There are some exceptions to this, however. Two examples are CB radio and cordless telephones. In fact, wherever government regulation of frequency use is informal or nonexistent, interference is likely to become a serious problem.
Widespread use of such systems as cordless phones, wireless local-area networks, and wireless modems by millions of people obviously precludes the tight regulation associated with services such as broadcasting, making bothersome interference almost inevitable. One approach to the problem, used by cellular radio systems, is to employ a complex system of frequency reuse, with computers choosing the best channel at any given time.
However, this system too implies strong central control, if not by government then by one or more service providers, each having exclusive rights to certain radio channels. That is, in fact, the current situation with respect to cellular telephony, but it can cause problems where several widely different services use the same frequency range.
The 49-MHz band, for instance, is currently used by cordless phones, baby monitors, remote controlled models, and various other users in an almost completely unregulated way. Similarly, the 2.4-GHz band is shared by wireless LANs, wireless modems, cordless phones—and even microwave ovens!
Another problem with channelized communication, even when tightly controlled, is that the number of channels is strictly limited. If all available channels are in use in a given cell of a cellular phone system, the next attempt to complete a call will be blocked, that is, the call will not go through. Service does not degrade gracefully as traffic increases; rather, it continues as normal until the traffic density reaches the limits of the system and then ceases altogether for new calls.
There is a way to reduce interference that does not require strong central control. That technique, known as spread-spectrum communication, has been used for some time in military applications where interference often consists of deliberate jamming of signals. This interference, of course, is not under the control of the communicator, nor is it subject to government regulation.
Military communication systems need to avoid unauthorized eavesdropping on confidential transmissions, a problem alleviated by the use of spread spectrum techniques. Privacy is also a concern for personal communication systems, but many current analog systems, such as cordless and cellular telephone systems, have nonexistent or very poor protection of privacy.
For these reasons, and because the availability of large-scale integrated circuits has reduced the costs involved, there has recently been a great deal of interest in the use of spread-spectrum technology in personal communication systems for both voice and data.
The basic idea in spread-spectrum systems is, as the name implies, to spread the signal over a much wider portion of the spectrum than usual.
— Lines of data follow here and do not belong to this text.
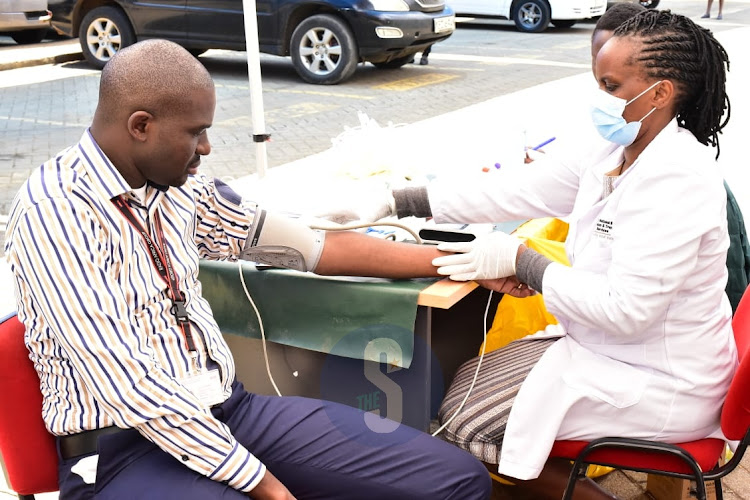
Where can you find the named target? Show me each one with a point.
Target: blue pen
(544, 143)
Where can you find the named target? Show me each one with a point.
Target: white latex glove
(489, 256)
(362, 202)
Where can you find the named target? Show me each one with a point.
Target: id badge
(206, 386)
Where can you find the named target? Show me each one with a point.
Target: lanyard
(163, 264)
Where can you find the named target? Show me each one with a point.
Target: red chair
(28, 450)
(684, 460)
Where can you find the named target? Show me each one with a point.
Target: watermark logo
(389, 374)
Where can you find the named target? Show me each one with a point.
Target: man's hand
(488, 257)
(270, 488)
(508, 286)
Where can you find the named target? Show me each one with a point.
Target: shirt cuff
(530, 268)
(412, 201)
(240, 470)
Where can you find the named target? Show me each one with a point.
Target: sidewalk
(52, 52)
(469, 137)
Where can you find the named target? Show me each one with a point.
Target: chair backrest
(27, 448)
(735, 415)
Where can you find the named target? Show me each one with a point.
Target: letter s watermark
(377, 352)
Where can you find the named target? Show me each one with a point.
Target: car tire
(324, 50)
(395, 63)
(531, 16)
(196, 52)
(563, 23)
(103, 32)
(29, 36)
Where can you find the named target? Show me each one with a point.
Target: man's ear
(139, 125)
(665, 94)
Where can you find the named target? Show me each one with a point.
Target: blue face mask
(606, 112)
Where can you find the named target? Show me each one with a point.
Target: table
(399, 367)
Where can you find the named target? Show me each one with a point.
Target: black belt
(84, 443)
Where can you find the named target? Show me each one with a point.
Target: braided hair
(677, 49)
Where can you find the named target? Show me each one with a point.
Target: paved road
(44, 109)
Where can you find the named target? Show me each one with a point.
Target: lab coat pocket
(599, 377)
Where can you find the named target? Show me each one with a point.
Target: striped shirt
(98, 317)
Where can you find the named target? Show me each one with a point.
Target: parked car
(26, 21)
(325, 38)
(532, 16)
(649, 4)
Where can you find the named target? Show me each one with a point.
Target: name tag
(603, 229)
(206, 386)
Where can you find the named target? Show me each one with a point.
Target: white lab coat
(648, 351)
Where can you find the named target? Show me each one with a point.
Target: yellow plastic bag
(515, 318)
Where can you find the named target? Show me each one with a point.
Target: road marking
(416, 81)
(281, 114)
(46, 122)
(42, 73)
(326, 94)
(507, 60)
(304, 92)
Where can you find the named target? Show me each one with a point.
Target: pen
(544, 143)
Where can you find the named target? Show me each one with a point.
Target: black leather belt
(84, 443)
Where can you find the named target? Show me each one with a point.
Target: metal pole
(256, 87)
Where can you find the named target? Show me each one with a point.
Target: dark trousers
(318, 449)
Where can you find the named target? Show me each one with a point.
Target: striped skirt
(480, 426)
A simple audio signal that would normally occupy only a few kilohertz of spectrum can be expanded to cover many megahertz.
Thus only a small portion of the signal is likely to be masked by any interfering signal. Of course, the average power density, expressed in watts per hertz of bandwidth, is also reduced, and this often results in a signal-to-noise ratio of less than one (that is, the signal power in any given frequency range is less than the noise power in the same bandwidth).